As cargo movement by rail is set to grow exponentially in the near future, the Indian Railways is muscling up for the additional load through a line-up of 615 projects, which are slated to be completed between FY25 and FY28. It plans to invest a few thousand crores of rupees to ramp up freight carrying capacity across its network, in anticipation of handling nearly 3,000 million tonnes (mt) of freight loading by 2027.

Coal makes up nearly 47 per cent of railway cargo. Domestic production of coal touched 893.19 mt in FY23, while imports stood at 237 mt. Nearly 64 per cent (659 mt) of this combined load was hauled by rail.

Strategic corridors 

The upcoming 615 projects fall under three categories —132 super-critical projects under phase 1, to be completed by FY25; 184 super-critical projects under phase 2, to be completed in FY27; and 299 critical projects, to be completed in FY28.

The nature of the projects ranges from track enhancement — which constitutes the bulk of the work — to yard remodelling, traffic facilities, and automatic signalling.

“The (Railway) Board may consider the creation of all such strategic corridors to relieve stress on the existing network and prepare the railway infrastructure for a surge in demand. This would assist Indian Railways in assisting the energy sector in meeting the aim of generating 3,000 BU [billion unit] by 2030,” an internal report mentioned.

Tracking progress

Work orders have been issued for the 132 super-critical projects under the first phase, worth over ₹1 lakh crore, according to the report, titled ‘Mission 3000 MT’, prepared by the Traffic Transportation and Business Research Unit of the Railways.

Some of the large-ticket projects underway include the important Pune-Miraj-Londa line (connecting Maharashtra to Karnataka) at over ₹4,000 crore; the Vijayawada–Gudur third line (aimed at decongesting the route); and 182-km track enhancement along the Sambalpur-Titagarh line, among others.

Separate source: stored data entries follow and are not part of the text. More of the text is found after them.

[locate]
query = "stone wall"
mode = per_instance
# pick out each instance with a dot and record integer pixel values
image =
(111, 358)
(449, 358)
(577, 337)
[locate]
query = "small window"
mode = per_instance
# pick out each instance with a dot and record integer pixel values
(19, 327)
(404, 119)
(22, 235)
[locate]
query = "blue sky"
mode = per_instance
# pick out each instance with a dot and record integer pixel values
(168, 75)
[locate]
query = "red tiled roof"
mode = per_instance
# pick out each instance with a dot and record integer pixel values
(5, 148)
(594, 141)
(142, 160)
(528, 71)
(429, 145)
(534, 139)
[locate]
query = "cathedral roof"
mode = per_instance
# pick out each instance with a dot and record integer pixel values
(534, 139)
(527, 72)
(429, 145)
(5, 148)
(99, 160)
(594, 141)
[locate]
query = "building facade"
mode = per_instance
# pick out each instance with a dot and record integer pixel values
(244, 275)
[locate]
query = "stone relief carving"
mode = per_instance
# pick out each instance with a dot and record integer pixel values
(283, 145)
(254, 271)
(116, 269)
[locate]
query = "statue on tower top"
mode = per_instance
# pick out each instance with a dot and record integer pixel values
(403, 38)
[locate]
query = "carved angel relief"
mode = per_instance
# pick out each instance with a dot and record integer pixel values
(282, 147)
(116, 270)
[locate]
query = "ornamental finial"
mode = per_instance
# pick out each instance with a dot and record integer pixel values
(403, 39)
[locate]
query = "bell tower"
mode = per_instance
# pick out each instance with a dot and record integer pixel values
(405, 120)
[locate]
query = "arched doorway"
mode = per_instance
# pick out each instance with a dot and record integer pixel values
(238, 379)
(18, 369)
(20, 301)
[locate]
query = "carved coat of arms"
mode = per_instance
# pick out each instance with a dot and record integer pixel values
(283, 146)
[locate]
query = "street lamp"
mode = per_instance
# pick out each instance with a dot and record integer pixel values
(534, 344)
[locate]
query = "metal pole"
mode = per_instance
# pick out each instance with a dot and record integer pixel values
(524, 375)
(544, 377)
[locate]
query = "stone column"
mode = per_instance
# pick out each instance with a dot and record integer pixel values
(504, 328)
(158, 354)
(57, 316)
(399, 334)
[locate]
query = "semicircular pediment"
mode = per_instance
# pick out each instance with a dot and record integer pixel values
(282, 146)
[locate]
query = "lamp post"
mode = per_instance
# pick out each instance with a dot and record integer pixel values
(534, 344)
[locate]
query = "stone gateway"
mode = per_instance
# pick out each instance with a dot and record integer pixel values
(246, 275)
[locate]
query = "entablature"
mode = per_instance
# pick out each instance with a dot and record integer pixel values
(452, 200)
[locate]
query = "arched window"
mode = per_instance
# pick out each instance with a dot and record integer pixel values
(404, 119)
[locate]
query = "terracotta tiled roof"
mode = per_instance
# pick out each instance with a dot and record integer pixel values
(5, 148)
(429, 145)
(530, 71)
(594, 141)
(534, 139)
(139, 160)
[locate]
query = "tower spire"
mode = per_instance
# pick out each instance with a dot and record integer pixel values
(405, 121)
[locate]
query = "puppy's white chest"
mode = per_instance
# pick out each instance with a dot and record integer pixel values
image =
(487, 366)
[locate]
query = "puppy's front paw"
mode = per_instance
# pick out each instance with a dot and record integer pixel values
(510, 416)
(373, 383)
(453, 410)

Under the second phase of the super-critical projects, work orders have been sanctioned for 37 projects, totalling over ₹50,000 crore. Some of the major projects here include the expansion of the Koderma-Ranchi section, among others.

Sanction for the remaining projects will depend on the completion of works under phase 1, as also the projected demand for them, a railway official said.

According to railway authorities, nearly 70 of the 299 projects categorised as critical are at various stages of implementation and are cumulatively valued at about ₹1 lakh crore. The rest of the critical projects are awaiting sanction.

Long gestation

According to a former railway official, projects “more often than not run behind schedule”, delaying future plans and demand estimates.

“The projections are based on certain parameters that are not constant. Also, delays in project completion have to be considered. In the long term, the numbers look good. But ground realities are different,” he cautioned, adding that some of the ongoing projects were sanctioned as early as 2003-04.

Another railway official pointed out that project costs “remain dynamic” and, given the long gestation period of the projects and the capital-intensive nature of the industry, costs were likely to go up.

The cost of the projects has been projected on the basis of a thumb rule of ₹20 crore per km for new lines and ₹12 crore per km for multi-tracking projects. The cost of dedicated freight corridor projects is based on a thumb rule of ₹50 crore per km.

“These are future projections and the actual numbers vary, depending on overruns and other factors like delayed sanctioning,” an industry source explained.